I grovigli strategici ed elettorali non si risolvono con la buona volontà o con la fantasia: a renderli intricati e intrattabili sono fattori strutturali. Si combinano, intrecciandosi sotto la pressione del debito, i difetti di impianto dell’euro e l’affanno contabile dei sistemi pubblici. L’Eurozona si è rivelata, sotto il fuoco della crisi, una costruzione a somma zero, il contrario di un’idea win-win: se guadagnano i tedeschi, che giocano in casa (il modello con cui ci si misura l’hanno montato loro), perdono italiani e spagnoli. In un’area a moneta unica, caratterizzata da forti divari di produttività e di efficienza istituzionale tra i paesi componenti ma priva di una gestione comune del debito sovrano, i paesi debitori, pressati da un cambio troppo alto (trainato dalle economie forti) e compressi da un debito che il mercato rilutta a finanziare (se non a prezzi esosi), vedono le proprie economie precipitare per mancanza di ossigeno in una spirale al ribasso, mentre i paesi creditori allineano afflussi di capitale (in uscita dai debitori), tassi di interesse favorevoli e quindi competitività in crescita. Economie che si divaricano faticano nel tempo a mantenersi in un ambito comune: nell’attuale architettura dell’euro il debito, che nella crisi catalizza sfiducia, diventa il reale fattore disgregante in quanto, amplificando le spinte dei fondamentali, indirizza economie disomogenee, che in tempo di crescita e quindi di fiducia possono muoversi in parallelo, su percorsi divergenti.

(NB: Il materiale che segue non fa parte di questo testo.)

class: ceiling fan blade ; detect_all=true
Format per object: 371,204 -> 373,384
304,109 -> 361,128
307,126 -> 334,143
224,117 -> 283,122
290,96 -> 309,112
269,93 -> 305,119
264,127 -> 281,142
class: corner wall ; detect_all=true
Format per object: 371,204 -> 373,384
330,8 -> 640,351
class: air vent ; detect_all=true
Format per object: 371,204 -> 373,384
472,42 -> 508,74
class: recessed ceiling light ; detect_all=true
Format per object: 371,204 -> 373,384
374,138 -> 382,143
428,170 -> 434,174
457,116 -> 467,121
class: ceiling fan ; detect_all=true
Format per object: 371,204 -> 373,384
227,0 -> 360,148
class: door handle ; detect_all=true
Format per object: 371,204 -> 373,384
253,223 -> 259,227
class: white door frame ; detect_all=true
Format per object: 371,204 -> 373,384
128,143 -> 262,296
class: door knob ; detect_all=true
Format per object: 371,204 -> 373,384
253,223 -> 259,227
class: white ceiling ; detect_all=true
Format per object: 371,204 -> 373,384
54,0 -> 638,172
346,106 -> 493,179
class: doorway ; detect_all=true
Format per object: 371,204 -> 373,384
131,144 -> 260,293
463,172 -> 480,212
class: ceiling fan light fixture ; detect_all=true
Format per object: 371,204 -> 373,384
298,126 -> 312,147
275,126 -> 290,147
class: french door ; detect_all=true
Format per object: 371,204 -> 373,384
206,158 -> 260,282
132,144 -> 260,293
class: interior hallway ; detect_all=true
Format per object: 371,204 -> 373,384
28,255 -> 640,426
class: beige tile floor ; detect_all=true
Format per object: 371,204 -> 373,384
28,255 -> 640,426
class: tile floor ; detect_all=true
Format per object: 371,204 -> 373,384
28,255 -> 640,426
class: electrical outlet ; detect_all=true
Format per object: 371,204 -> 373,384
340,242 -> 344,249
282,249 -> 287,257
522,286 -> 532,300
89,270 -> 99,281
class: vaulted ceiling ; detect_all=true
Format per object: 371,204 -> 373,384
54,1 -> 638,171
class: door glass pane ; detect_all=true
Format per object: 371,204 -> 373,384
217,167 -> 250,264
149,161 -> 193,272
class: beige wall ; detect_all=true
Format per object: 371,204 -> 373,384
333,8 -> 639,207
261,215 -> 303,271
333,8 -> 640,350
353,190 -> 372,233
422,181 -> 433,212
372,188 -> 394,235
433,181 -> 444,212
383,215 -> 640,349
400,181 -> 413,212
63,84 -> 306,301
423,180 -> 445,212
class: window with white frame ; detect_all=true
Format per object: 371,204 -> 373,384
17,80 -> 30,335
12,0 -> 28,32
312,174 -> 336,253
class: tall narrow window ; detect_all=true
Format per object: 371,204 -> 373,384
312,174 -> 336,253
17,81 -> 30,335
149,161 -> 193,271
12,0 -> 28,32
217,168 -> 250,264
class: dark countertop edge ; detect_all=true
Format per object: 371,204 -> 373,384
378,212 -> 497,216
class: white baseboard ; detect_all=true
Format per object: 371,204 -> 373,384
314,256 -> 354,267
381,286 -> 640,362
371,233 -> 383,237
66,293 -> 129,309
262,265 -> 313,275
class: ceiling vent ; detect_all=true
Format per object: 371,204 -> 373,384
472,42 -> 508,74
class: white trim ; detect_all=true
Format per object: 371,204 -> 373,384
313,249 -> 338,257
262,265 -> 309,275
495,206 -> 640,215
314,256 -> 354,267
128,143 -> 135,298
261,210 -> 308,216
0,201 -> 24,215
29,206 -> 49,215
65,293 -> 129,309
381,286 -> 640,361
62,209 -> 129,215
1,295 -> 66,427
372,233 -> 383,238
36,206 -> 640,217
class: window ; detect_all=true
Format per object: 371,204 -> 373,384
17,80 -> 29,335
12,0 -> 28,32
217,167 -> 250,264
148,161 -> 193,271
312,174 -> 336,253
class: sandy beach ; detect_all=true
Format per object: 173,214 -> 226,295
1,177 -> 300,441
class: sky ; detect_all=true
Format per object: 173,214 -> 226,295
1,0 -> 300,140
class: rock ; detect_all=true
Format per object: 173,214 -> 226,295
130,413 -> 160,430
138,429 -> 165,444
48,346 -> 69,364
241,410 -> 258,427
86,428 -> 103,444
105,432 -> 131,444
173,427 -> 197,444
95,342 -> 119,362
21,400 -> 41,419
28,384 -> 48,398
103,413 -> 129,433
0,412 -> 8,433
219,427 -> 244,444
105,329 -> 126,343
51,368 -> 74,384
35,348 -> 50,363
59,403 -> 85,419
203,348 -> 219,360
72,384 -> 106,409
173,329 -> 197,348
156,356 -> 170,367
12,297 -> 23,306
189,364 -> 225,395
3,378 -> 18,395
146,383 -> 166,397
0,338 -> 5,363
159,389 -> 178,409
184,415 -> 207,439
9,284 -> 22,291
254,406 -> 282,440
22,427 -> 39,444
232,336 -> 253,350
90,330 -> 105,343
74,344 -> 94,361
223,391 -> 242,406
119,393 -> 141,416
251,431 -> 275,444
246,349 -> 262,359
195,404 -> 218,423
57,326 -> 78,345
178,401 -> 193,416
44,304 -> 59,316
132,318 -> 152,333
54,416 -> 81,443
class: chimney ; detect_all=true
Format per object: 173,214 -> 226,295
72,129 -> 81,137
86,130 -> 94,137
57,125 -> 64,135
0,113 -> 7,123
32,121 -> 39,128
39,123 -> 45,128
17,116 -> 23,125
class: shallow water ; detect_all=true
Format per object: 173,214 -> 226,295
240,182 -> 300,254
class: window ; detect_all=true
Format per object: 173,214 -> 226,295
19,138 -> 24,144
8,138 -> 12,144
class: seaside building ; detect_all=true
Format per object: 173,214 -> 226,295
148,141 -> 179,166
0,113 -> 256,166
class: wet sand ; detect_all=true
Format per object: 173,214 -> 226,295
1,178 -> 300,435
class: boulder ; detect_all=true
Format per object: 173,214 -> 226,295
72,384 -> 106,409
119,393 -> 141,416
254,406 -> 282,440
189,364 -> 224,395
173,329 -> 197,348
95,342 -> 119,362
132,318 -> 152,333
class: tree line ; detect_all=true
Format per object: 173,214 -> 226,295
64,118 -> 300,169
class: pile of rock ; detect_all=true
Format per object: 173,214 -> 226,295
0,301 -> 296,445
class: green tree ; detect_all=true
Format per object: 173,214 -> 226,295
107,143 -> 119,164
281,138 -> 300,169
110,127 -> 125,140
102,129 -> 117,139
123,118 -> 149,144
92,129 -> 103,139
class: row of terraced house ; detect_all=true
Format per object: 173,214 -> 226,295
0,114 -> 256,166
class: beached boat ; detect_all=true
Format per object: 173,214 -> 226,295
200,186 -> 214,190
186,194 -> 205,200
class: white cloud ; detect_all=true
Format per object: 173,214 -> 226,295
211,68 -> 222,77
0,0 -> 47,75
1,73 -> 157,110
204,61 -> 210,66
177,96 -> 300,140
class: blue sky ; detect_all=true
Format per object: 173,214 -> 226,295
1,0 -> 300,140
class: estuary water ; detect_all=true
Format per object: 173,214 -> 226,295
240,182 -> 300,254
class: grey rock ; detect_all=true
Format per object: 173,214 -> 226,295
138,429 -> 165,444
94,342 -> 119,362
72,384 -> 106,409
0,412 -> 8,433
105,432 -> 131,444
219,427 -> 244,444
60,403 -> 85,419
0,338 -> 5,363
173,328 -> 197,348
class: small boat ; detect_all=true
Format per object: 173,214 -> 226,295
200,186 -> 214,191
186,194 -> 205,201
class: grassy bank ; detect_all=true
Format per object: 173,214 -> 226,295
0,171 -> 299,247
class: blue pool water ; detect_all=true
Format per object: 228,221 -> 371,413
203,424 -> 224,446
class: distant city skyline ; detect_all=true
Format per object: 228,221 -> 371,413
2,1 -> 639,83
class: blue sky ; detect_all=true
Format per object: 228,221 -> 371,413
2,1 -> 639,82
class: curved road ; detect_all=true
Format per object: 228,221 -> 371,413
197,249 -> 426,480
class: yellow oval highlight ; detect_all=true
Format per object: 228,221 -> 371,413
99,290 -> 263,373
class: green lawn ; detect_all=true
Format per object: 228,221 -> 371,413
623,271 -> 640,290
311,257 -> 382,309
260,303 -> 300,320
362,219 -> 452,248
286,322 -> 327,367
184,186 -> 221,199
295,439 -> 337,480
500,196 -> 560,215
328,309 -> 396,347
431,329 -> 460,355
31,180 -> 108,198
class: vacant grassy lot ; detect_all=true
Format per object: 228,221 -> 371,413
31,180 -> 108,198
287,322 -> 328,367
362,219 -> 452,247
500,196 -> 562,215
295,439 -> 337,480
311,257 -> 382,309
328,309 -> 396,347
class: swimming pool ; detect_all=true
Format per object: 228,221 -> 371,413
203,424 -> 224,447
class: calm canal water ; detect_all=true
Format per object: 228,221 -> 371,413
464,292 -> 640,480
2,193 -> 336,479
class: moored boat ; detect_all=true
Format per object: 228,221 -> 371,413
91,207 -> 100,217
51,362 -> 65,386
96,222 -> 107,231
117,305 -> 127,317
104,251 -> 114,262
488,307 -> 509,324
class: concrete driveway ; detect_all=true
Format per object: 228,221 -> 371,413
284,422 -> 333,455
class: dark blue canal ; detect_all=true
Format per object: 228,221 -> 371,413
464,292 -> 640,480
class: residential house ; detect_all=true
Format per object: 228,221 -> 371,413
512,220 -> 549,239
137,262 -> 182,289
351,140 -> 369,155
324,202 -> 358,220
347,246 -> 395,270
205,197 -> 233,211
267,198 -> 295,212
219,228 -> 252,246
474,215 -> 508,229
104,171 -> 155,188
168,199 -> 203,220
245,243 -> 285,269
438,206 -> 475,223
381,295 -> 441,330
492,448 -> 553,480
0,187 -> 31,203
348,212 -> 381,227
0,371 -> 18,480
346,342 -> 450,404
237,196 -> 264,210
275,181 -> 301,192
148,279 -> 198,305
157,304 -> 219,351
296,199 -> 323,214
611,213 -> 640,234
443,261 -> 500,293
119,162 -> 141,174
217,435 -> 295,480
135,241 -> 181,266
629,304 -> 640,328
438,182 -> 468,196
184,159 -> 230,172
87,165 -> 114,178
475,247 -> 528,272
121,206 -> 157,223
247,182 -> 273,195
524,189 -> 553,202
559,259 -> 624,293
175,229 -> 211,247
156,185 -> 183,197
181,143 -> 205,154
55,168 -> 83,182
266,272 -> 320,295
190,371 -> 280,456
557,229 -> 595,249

Il dato drammatico è che oggi – e ancor più nei prossimi anni – la demografia sospinge il debito pubblico. Sanità e previdenza scricchiolano non solo per l’allungamento della vita e il calo di natalità ma anche per le crescenti differenziate (e costose) chance di cura. I percorsi di vita diventano sempre più variegati e complessi: la taglia unica del Welfare pubblico non è più adatta a una popolazione molteplice e con le sue disfunzioni espande la spesa (in tendenza sempre meno alimentata da lavoratori giovani). Riorganizzare il Welfare, con dosi crescenti di mercato e di scelta individuale, è un’operazione complicata e lunga che nel breve periodo non darà effetti – anzi aumenterà forse il carico del debito.
Il tempo comperato dalla Bce non durerà per molto: a inizio anno l’ingente iniezione di liquidità effettuata con la Ltro ha creato effetti sui mercati, raffreddando i rendimenti, per poco più di tre mesi. La recessione si volgerà, come prevedono al Fmi, in una durevole stagnazione (forse un lustro) che ha nell’eurozona il suo epicentro. Con il debito come variabile cruciale, il gioco combinato dei fattori (meccanica perversa dell’euro, demografia ostile, stagnazione prolungata) tiene i paesi deboli del Mediterraneo sull’orlo del disastro. George Soros, Martin Wolf, Charles Dumas sono convinti che i danni derivanti da una difesa prolungata – e alla fine probabilmente vana – di una moneta sbagliata nell’impianto siano superiori ai costi di una rapida separazione consensuale. Per l’Italia il tema è decisivo e un errore strategico può condizionare i prossimi vent’anni: nel 1992 una difesa del cambio oltre i limiti del ragionevole ebbe esiti drammatici.